When I started I only used whole bits of meat and had only part of a combo frig/freezer to use to store his food. What I did was buy exactly 10% bone encased in meat plus organs plus the extra boneless meat needed then I packed it up into daily bags. Some bags would have more bone than others but over the month it came out exactly what Max needed. When I do that now I pack up 2-3 days at a time as the packing for Ginger's 4 ounces a day is tedious and 3 days is fine in the frig and I use foil as the meats don't freezer burn as bad and I can recycle the foil.

Right now there is 8 ounces of a meat/organ/tripe grind and ribs/back/neck of a chicken in the frig. Ginger is getting 2 ounces of that chicken for breakfast and 2 ounces of the grind for dinner one day and 2+2oz of the grind the following day which comes out to about 10-12% bone. Then I watch the poop, perhaps I need to feed 1 boney meal + 2 grinds or cut that chicken smaller and add some grind to it.
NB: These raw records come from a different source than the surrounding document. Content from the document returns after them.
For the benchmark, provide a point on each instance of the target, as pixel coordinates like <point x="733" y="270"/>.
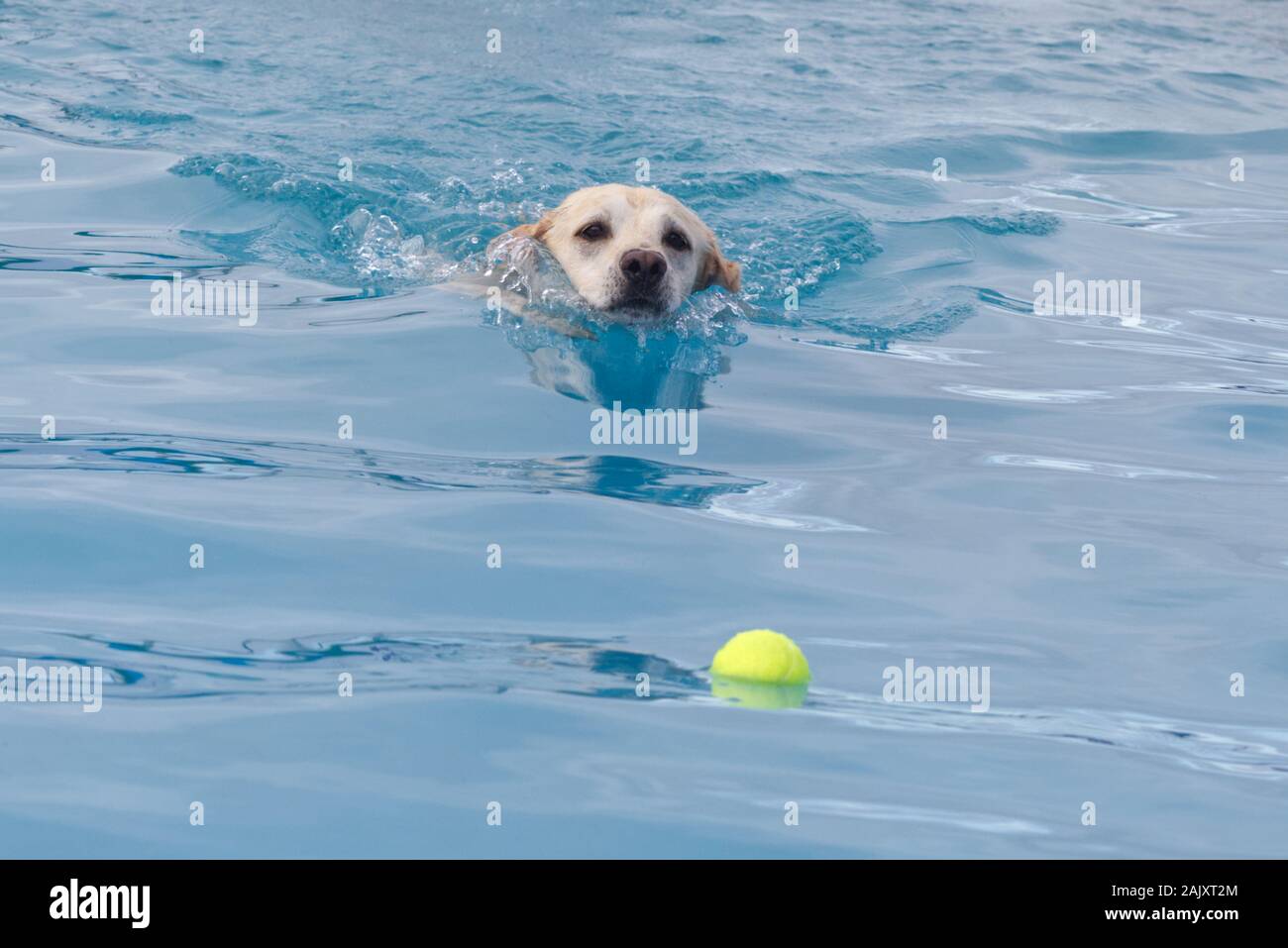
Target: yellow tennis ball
<point x="761" y="656"/>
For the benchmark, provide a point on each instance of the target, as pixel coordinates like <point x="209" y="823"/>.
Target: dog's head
<point x="631" y="249"/>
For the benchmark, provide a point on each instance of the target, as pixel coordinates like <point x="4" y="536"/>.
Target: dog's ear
<point x="536" y="232"/>
<point x="719" y="270"/>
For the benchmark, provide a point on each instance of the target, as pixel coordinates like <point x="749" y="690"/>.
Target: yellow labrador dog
<point x="629" y="250"/>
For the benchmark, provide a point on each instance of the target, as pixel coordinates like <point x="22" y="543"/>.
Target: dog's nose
<point x="643" y="266"/>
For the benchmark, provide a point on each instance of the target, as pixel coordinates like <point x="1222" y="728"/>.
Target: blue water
<point x="518" y="685"/>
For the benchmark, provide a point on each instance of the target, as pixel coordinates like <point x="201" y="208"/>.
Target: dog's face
<point x="632" y="249"/>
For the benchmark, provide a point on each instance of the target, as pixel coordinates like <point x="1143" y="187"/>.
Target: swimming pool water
<point x="1159" y="158"/>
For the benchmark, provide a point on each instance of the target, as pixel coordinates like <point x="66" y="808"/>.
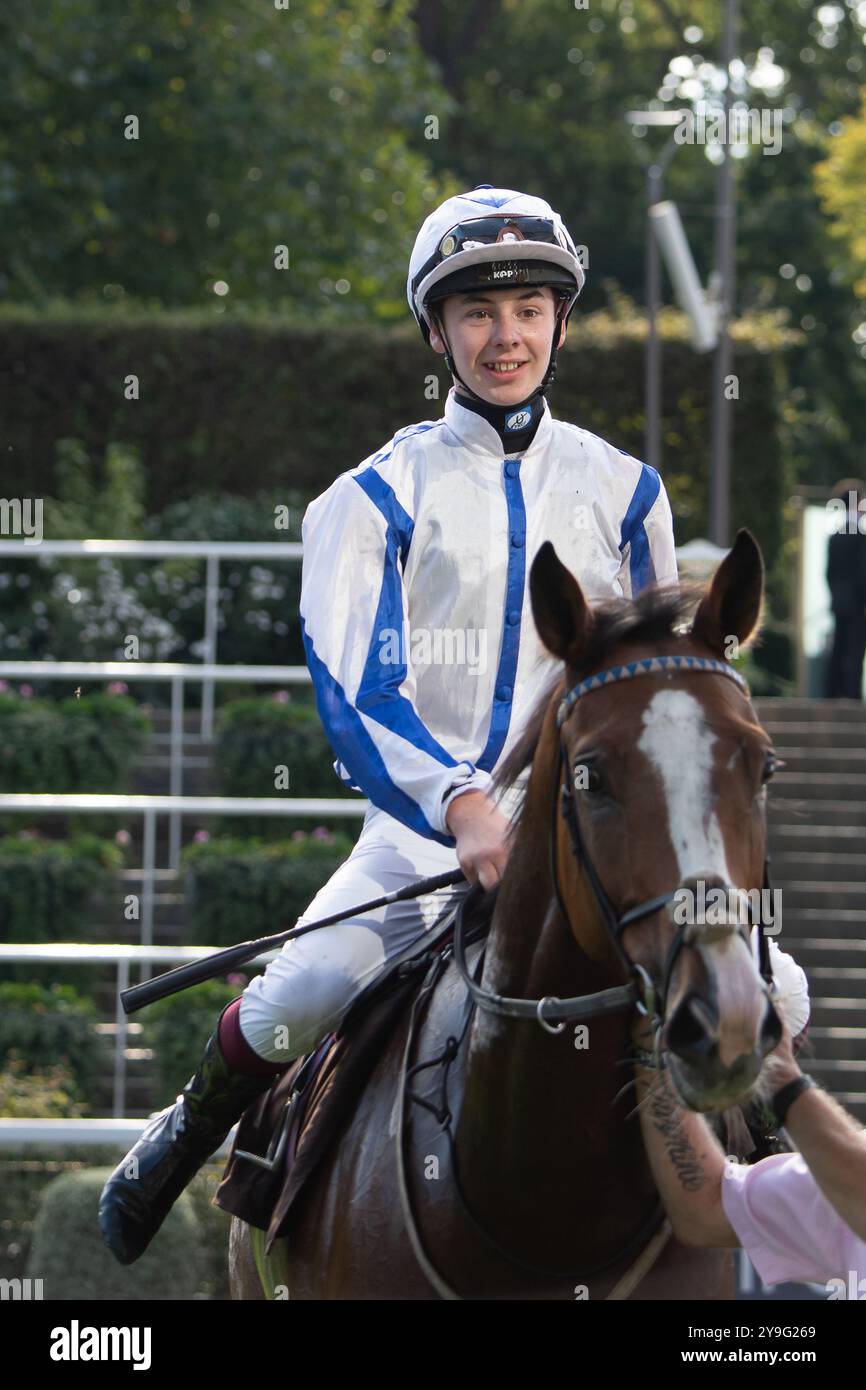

Really most of the reason we emphasize 10% bone is to keep people from thinking just chicken is good or feeding just meaty bones is okay. Feed meat! Then feed enough bony stuff to suit your dog's gut and buy enough organ for the month and done. I only feed small amounts of organ at a time but some raw feeders like to feed it weekly. If he happens to really adore that big pork neck and eats twice as much as you figured then no bone for 1-4 days and feed a good sized hunk of liver the following day to take advantage of the stool firming bone. If you got sick of looking at that organ grind in the frig and give him 2x the usual to finish it off then give him a bony bit the next meal.